My main takeaways were:
- Most organisations are not starting from scratch. There is existing practice within the areas of quality improvement, quality control and quality planning. So, we need to start recognising and building on the existing work already happening.
- Embedding a management system is not up to individuals, it’s a collective endeavour. Organisations with more connections tend to be more successful in embedding management systems.
- One way of nurturing connections across hierarchies and different departments is through using simple, common language.
Growing interest in equitable Improvement and co-production
Spela Godec, Insight, and Evaluation Manager
Equity was a big topic at the 2024 International Forum, often linked to co-production. One session integrating equity: tried and tested tools from three initiatives explored quality improvement methods, critically considering how these methods can help address inequalities in health and care.
Led by Q’s advisory board member Pedro Delgado, a panel showcased great examples of programmes with equity and their heart (eg CORE20PLUS5). Key to this session was the message that without deliberate focus to address inequalities, improvement projects can not only maintain existing inequalities, but make inequalities worse (which the speakers discussed in terms of ‘structural violence’ and ‘violent inaction’).
The speakers advocated for approaching inequalities ‘inch wide, mile deep’. This involves focused work with specific groups experiencing inequalities. They found that quality improvement methods can be helpful in specifically addressing inequalities, such as considering Deming’s system of profound knowledge. There are three quality improvement methods they found useful to support embedding equity: the Driver diagram, three-part data review, and Coaching for Improvement.

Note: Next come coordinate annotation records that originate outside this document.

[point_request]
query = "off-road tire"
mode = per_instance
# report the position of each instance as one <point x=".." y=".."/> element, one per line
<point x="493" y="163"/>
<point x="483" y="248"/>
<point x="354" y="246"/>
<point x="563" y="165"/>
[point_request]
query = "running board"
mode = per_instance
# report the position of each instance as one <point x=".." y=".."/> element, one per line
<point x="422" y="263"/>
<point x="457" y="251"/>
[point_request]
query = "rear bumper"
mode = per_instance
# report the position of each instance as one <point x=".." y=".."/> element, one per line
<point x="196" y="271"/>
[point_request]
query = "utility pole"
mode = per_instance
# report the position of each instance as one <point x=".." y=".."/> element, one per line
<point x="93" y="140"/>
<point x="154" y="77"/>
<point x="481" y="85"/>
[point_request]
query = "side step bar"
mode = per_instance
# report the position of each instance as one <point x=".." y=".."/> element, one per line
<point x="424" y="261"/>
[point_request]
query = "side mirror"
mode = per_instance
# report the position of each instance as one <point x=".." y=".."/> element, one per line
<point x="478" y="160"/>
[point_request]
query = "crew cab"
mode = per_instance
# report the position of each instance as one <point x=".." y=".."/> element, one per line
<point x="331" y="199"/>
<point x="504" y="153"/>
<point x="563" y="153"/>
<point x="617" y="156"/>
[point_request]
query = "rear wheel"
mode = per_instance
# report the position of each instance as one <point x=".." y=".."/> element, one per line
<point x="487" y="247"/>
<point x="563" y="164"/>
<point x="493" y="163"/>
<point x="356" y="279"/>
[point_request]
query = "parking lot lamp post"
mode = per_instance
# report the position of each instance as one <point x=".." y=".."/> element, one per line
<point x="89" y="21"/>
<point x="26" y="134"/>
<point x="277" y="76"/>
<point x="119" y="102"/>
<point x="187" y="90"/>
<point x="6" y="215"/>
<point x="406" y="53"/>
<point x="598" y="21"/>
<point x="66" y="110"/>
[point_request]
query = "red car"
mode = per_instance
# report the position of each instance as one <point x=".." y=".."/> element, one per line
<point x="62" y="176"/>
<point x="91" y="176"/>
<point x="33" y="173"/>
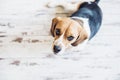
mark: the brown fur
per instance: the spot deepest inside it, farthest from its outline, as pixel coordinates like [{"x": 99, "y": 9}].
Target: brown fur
[{"x": 69, "y": 27}]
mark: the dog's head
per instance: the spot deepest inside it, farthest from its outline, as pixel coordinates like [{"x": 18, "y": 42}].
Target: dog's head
[{"x": 67, "y": 32}]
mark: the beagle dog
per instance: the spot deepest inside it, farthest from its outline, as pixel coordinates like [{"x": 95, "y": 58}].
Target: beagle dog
[{"x": 78, "y": 29}]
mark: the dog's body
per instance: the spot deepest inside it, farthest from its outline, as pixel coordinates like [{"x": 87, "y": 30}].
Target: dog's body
[{"x": 77, "y": 29}]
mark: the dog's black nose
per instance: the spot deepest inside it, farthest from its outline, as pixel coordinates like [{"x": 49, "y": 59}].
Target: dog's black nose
[{"x": 56, "y": 49}]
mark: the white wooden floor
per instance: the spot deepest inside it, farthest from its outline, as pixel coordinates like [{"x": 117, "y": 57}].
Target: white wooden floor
[{"x": 25, "y": 44}]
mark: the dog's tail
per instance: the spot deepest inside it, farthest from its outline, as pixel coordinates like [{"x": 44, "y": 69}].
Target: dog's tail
[{"x": 97, "y": 1}]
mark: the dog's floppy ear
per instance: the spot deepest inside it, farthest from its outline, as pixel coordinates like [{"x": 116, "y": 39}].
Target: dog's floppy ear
[
  {"x": 54, "y": 23},
  {"x": 81, "y": 37}
]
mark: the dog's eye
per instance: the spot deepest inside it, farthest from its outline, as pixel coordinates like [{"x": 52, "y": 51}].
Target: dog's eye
[
  {"x": 70, "y": 38},
  {"x": 57, "y": 31}
]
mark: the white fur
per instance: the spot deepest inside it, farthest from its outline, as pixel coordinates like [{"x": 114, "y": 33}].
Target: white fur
[{"x": 58, "y": 42}]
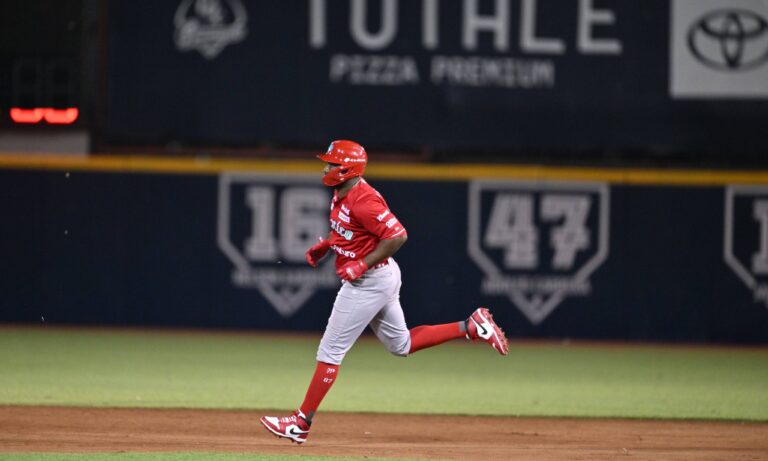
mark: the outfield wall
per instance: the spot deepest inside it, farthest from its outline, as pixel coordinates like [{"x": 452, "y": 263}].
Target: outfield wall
[{"x": 556, "y": 252}]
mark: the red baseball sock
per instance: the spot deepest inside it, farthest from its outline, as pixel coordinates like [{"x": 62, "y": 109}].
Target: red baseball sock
[
  {"x": 325, "y": 376},
  {"x": 431, "y": 335}
]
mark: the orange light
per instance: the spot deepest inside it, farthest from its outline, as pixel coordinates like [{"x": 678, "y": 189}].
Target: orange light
[
  {"x": 51, "y": 115},
  {"x": 27, "y": 115},
  {"x": 61, "y": 117}
]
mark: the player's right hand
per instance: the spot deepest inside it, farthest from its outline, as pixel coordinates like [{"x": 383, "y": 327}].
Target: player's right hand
[{"x": 317, "y": 251}]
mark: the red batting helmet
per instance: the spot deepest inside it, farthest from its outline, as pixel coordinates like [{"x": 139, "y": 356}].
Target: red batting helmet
[{"x": 350, "y": 155}]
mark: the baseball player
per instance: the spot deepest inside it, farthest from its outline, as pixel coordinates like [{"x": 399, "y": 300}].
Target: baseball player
[{"x": 364, "y": 235}]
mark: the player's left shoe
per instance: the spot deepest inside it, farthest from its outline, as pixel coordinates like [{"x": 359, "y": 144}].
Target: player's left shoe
[
  {"x": 480, "y": 326},
  {"x": 293, "y": 427}
]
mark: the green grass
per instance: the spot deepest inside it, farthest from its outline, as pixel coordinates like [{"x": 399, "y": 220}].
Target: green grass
[
  {"x": 155, "y": 369},
  {"x": 167, "y": 457}
]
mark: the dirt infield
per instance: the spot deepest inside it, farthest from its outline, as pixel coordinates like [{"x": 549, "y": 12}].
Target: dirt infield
[{"x": 58, "y": 429}]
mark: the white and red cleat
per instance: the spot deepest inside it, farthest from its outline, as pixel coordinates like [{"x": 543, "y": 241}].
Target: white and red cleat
[
  {"x": 480, "y": 325},
  {"x": 294, "y": 427}
]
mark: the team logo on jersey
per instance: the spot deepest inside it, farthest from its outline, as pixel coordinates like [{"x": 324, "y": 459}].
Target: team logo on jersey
[
  {"x": 208, "y": 26},
  {"x": 746, "y": 237},
  {"x": 537, "y": 242},
  {"x": 265, "y": 225}
]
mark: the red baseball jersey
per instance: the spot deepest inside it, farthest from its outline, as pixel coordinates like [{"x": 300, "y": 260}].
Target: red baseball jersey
[{"x": 359, "y": 221}]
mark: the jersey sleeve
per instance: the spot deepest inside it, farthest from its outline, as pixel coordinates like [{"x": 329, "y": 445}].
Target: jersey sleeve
[{"x": 374, "y": 214}]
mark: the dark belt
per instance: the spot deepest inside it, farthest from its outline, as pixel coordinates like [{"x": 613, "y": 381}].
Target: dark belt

Ultimately, it is not the tool or the method that will make a difference to equity, but the mindset, focus, and how we approach the challenge. Putting equity at the heart of improvement ensures that improvement work benefits those who have been disadvantaged by the existing structures.
I hope this is helpful to share a few reminders for those who could be there and links for those who missed it. We’ve highlighted one of the keynotes here, but all were exceptional this year and can be watched online.
I know the financial pressures in the system were felt in many people struggling to attend this Forum. Please do use Q to reach out to those who were there to help us share their knowledge. We can’t afford for it to stay trapped.
Comments
Thomas John Rose 27 May 2024
Moving from Quality Improvement (Innovation!!!) to Standard Work? That's just going from Bad to Worse. Process design and Process Management is the Key to reducing the error and cover-up in our NHS.